As abaladiças. Já nem sei daqueles óculos de sol. Janeiro de 2024.

Fui pela primeira vez, num almoço de Janeiro de 2024, regado quanto baste, em que acabei a comer baba de camelo quase directo da fonte (desculpem!). O Pedro, o Fábio e o Daniel foram meus comensais parceiros e amigos, companheiros daquela larga hora em que corremos a carta toda, ou quase. Na memória, o chambão, o pastel de leitão, o vinhão e o bacalhau sem natas. Voltei em Setembro de 2025. Pareceu-me um bom desmame, 21 meses. Pedi pela carta toda, à exceção de uma coisa ou outra, que se não me lembro de escrever aqui, é porque não quis ou não havia (ya, o patê de fígados já tinha acabado). Entre 21 meses, a lula e a laranja, o pastel de leitão e as batatas com molho de francesinha eram os sobreviventes. Pedi como novidades uma sardinha no pão, bacalhau à Brás (ou com natas que não natas?), a morcela com nabo e grelos, o arroz de pato e a bendita lula. Como bónus, molho de camarão para molhar o pão e a papada, como compensação pelos fígados. Em modo picadinha, pudim de pão, leite creme e o flan. Para limpar gorduras, bagaço de laranja e sem laranja.

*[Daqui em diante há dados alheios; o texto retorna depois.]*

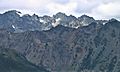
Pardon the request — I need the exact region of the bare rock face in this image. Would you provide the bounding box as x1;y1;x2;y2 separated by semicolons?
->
0;10;120;72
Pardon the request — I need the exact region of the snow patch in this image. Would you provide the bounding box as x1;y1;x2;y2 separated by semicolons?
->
12;25;15;29
16;12;24;17
39;19;47;24
52;18;61;27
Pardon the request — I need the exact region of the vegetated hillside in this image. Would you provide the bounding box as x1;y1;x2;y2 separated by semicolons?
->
0;48;49;72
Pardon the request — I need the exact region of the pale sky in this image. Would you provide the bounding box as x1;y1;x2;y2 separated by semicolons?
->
0;0;120;19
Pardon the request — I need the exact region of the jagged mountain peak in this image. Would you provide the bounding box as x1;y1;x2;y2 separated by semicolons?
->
0;10;119;32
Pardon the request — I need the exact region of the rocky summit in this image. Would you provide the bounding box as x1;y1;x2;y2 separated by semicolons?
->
0;10;120;72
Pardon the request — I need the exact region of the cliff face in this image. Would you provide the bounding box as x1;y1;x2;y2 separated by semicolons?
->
0;11;120;72
0;20;120;72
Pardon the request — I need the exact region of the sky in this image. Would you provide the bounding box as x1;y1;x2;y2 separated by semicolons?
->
0;0;120;19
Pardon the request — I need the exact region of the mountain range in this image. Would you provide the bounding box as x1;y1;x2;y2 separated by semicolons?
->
0;10;120;72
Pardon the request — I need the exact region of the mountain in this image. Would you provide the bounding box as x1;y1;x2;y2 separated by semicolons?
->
0;12;120;72
0;48;49;72
0;10;108;33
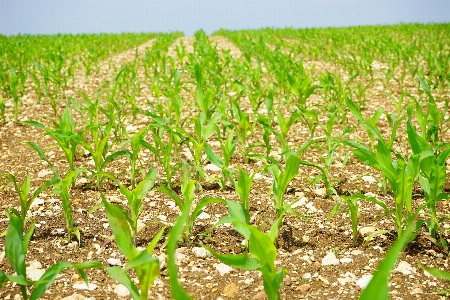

Acabo esta reflexão com uma declaração de interesses e uma putativa resposta à pergunta inicial: muito dificilmente me irão ler sobre a explosão de sabores ou a pungência disto ou daquilo. Não é que não as sinta ou que não as aprecie. Mas é que eu fumo e logo aí tenho um palato estranho. E depois, não sou super adepto de uma adjetivação lançada ao calhas, revestida de clichês do jornalismo gastronómico ou da forma como lemos determinados assuntos. Sou um romântico moderado, poderão eventualmente ler-me numa verve apaixonada sobre um gelado, um momento ou uma refeição. Mas não contem com isso amiúde. Finda a declaração, posso-me permitir então que me responda: marcará o Eurico uma geração?

Não sei.

Sei que tem mais longevidade do que alguns projectos gastronómicos, tem um grande padrão de entrega, tem gravitas e, acima de tudo e por enquanto, tem paixão. Se isso chega, é uma discussão que tem pano para mangas. Para marcar o agora, tem bastado. O Futuro só a eles pertence.